Transforming herself into Coco—a seamstress and sometime torch singer—the petite brunette burns with ambition, an incandescence that draws a wealthy gentleman who will become the love of her life. She immerses herself in his world of money and luxury, discovering a freedom that sparks her creativity. But it is only when her lover takes her to Paris that Coco discovers her destiny.
Rejecting the frilly, corseted silhouette of the past, her sleek, minimalist styles reflect the youthful ease and confidence of the 1920s modern woman. As Coco’s reputation spreads, her couturier business explodes, taking her into rarefied society circles and bohemian salons. But her fame and fortune cannot save her from heartbreak as the years pass. And when Paris falls to the Nazis, Coco is forced to make choices that will haunt her.
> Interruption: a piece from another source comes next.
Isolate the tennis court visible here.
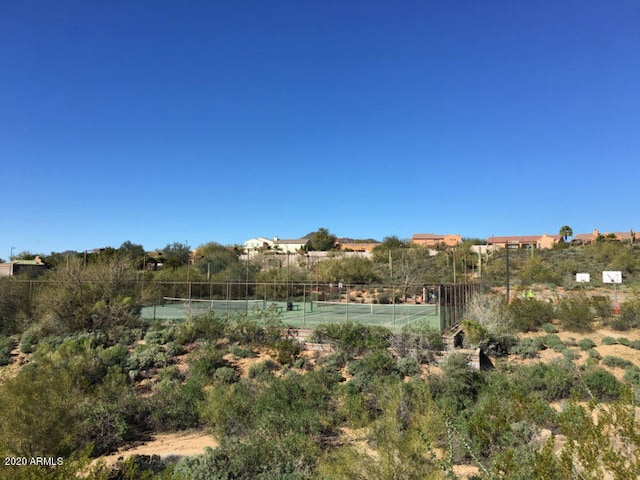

An enthralling novel of an extraordinary designer who created the life she desired, Mademoiselle Chanel explores the inner world of a woman of staggering ambition whose strength, passion and artistic vision would become her trademark.
Author Biography: C.W. Gortner
C.W. Gortner is the international bestselling author of six historical novels, translated in over twenty-five languages to date.
His new novel, Mademoiselle Chanel, traces the tumultuous rise to fame of iconic fashion designer, Coco Chanel.
In 2016, Random House will publish his eighth novel, “Vatican Princess”, about Lucrezia Borgia.
Raised in Spain and a long-time resident of the Bay Area, C.W. is also dedicated to companion animal rescue from overcrowded shelters.